Cleveland Clinic's New CEO Delivers First State of Clinic Address

Dr Tom Mihaljevic -Courtesy Cleveland Clinic

(Cleveland) - In his first State of the Clinic address as Cleveland Clinic president and CEO, Tom Mihaljevic, M.D., encouraged the health system’s 57,000 employees worldwide to focus on “how we care for patients, care for each other, care for the organization, and care for our communities,” while continuing to shape the future of healthcare delivery.

“We are One Cleveland Clinic across the globe. A powerful team of 57,000 caregivers, ‘leaning in’ to every task,” Dr. Mihaljevic told caregivers Wednesday in the ballroom of the InterContinental Hotel in Cleveland. “It’s the aspiration to do better. We are united in our commitment. We are defined by our ability to provide exceptional care in an exceptional way. As an integrated healthcare system, we will deliver uniform and safest care to every patient, every day at every Cleveland Clinic location – regardless of geography.”
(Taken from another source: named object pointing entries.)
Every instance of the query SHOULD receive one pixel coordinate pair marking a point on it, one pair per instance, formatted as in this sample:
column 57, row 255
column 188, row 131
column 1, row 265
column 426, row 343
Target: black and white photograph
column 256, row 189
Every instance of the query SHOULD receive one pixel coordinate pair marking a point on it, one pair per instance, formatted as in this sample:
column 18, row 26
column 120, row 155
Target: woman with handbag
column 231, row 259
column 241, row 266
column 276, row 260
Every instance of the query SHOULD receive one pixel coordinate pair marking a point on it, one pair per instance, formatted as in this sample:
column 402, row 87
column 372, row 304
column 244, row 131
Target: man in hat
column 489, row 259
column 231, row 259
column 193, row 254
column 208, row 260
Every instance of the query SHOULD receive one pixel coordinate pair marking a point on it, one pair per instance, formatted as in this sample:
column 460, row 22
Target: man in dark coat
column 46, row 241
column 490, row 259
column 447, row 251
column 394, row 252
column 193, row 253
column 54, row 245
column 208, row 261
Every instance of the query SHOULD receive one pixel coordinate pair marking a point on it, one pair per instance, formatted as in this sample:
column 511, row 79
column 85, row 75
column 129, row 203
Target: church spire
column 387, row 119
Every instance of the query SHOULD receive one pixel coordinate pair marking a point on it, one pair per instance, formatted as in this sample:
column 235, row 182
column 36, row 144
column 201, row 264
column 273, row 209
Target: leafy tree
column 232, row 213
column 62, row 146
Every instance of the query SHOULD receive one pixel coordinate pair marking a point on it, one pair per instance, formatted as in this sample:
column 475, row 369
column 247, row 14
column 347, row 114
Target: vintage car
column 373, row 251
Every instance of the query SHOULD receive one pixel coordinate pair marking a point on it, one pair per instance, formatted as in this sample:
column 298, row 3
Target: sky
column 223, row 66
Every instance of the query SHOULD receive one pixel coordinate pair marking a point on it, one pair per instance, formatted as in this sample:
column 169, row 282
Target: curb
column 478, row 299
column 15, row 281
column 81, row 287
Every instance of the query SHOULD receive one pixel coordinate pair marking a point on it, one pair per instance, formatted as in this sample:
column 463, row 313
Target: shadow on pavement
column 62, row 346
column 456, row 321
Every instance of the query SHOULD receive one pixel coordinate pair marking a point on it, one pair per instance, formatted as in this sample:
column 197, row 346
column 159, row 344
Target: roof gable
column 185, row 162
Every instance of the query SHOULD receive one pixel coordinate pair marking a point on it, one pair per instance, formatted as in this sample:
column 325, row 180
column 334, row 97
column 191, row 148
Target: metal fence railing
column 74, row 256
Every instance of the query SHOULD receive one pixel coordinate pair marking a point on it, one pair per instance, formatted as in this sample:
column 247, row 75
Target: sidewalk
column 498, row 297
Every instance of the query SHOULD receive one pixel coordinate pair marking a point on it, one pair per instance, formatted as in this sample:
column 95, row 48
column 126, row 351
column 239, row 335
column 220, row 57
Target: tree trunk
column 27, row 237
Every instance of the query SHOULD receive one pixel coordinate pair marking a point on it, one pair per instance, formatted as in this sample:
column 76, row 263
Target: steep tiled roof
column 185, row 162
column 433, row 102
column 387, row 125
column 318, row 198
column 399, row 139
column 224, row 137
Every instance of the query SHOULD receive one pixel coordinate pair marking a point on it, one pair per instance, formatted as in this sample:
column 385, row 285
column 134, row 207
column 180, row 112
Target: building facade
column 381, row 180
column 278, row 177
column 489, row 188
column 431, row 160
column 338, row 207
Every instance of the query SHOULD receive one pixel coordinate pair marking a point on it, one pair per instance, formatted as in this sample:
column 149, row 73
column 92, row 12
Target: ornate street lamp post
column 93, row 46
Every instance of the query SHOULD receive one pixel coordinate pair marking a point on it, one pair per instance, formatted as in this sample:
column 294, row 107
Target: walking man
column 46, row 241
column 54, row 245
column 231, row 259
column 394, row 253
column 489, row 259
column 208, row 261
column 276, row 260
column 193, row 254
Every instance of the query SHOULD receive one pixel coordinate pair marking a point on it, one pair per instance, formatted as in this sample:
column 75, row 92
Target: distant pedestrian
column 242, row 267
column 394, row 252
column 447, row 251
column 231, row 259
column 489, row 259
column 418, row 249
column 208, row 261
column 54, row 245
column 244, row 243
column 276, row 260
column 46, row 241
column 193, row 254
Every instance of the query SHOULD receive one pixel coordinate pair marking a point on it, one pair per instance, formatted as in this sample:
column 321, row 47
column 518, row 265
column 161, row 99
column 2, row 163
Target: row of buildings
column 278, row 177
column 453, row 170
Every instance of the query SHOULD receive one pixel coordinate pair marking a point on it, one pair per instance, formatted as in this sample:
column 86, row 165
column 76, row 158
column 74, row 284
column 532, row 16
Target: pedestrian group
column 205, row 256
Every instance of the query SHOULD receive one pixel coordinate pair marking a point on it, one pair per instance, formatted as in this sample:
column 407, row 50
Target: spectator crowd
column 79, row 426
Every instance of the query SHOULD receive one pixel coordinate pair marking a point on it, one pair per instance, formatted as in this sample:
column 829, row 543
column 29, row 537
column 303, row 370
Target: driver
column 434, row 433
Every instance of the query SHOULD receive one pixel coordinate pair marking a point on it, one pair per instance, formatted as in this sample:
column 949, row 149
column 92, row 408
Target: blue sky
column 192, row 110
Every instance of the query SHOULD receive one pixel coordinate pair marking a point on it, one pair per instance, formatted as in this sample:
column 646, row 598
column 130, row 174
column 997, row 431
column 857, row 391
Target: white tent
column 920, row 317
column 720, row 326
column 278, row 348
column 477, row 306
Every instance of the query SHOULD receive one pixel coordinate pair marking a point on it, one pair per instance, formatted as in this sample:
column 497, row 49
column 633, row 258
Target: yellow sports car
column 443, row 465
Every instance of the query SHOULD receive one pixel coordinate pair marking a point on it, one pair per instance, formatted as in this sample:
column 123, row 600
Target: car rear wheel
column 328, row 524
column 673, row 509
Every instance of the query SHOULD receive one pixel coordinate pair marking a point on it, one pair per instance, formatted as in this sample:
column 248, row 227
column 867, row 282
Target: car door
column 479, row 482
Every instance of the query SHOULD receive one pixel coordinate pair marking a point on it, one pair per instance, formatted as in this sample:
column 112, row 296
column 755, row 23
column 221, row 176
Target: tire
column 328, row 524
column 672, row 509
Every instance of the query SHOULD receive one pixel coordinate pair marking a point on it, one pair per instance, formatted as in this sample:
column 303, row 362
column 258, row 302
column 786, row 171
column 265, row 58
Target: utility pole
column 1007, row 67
The State of the Clinic presentation highlighted the successes of 2017 and revealed new initiatives for 2018, including efforts to improve patient safety and reduce caregiver burnout. Dr. Mihaljevic, who took over the duties of CEO and president on Jan. 1, praised the work of his predecessor, Toby Cosgrove, M.D.

“The achievements of 2017 reflect the legacy of Dr. Toby Cosgrove,” Dr. Mihaljevic said. “He served Cleveland Clinic for more than 40 years – as cardiac surgeon, department chair, and CEO and president. He transformed Cleveland Clinic in more ways than we can count. He leaves us well-positioned for future growth.”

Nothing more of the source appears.